Mark 15:34 “And at three o’clock in the afternoon — after darkness had shrouded the land for three hours — Jesus cried out with a loud voice, ‘Eloi, Eloi, lama sabachthani?’ which is translated ‘My God, My God, why have you forsaken Me?'”
Many people suggest that the Father forsook the Son in the darkest moment, because He could not bear to see the sin of the world piled onto His Son. “He who knew no sin, became sin for us” (2 Corinthians 5:21).
This common interpretation has many difficulties with it, to say the least. Perhaps Jesus intended something else, something far more significant and more powerful, as He cried “My God, My God, why have You forsaken Me?”

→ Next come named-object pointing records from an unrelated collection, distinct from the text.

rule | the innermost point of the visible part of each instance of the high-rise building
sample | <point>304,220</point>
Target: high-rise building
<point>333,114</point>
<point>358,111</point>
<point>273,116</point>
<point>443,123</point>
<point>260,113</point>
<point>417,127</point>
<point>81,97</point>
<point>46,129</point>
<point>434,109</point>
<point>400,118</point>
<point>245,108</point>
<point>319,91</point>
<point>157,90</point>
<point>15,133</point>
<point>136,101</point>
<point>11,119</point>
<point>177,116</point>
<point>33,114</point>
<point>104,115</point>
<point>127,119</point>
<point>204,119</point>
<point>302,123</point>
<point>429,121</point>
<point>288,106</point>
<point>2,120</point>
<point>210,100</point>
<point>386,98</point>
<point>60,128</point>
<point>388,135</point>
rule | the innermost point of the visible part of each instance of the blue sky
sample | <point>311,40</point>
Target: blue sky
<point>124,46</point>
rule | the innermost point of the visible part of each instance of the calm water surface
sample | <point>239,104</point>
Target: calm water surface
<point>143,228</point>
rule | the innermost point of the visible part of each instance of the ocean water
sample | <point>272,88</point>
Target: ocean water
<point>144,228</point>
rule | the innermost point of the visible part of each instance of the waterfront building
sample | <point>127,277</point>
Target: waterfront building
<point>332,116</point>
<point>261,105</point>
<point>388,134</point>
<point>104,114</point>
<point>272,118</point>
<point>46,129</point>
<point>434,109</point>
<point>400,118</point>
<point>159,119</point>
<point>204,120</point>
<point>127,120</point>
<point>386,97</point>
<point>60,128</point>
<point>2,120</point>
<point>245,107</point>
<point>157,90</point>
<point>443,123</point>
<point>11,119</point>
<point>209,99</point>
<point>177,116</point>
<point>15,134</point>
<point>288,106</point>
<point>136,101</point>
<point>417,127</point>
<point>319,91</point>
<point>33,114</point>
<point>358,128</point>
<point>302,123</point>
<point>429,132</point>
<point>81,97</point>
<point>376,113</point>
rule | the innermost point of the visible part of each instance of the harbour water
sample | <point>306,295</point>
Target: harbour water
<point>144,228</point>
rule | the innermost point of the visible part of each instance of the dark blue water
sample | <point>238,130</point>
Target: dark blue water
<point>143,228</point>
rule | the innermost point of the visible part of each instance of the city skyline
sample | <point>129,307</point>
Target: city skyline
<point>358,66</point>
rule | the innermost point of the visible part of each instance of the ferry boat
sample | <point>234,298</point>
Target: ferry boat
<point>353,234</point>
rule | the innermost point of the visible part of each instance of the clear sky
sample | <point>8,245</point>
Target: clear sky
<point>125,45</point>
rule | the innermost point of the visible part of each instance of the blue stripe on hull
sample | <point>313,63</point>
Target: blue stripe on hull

The plea quotes Psalm 22:1. These are the precise words that open that extraordinary Psalm. It’s extraordinary because in the Psalm, verses 6-18 describe the crucifixion to a tee, including “They divide my garments among them, and for my clothing they cast lots.” It’s as though the Psalmist looked down through history and saw Jesus. Inspiration sometimes works that way.
But we may not realize that Psalm 22 is just the first Psalm in a trilogy. Psalms 22, 23, and 24 form a single unit. They go together. They tell a single story.
Psalm 22 is the Psalm of despair. We can all identify with the pain and fear that the Psalmist expresses.
Psalm 23 (“The Lord is my Shepherd, I shall not want…. Even though I walk through the valley of the shadow of death, I will fear no evil….”) is the Psalm of hope. It describes the quiet confidence that emerges from the ashes of Psalm 22 when we trust the Shepherd.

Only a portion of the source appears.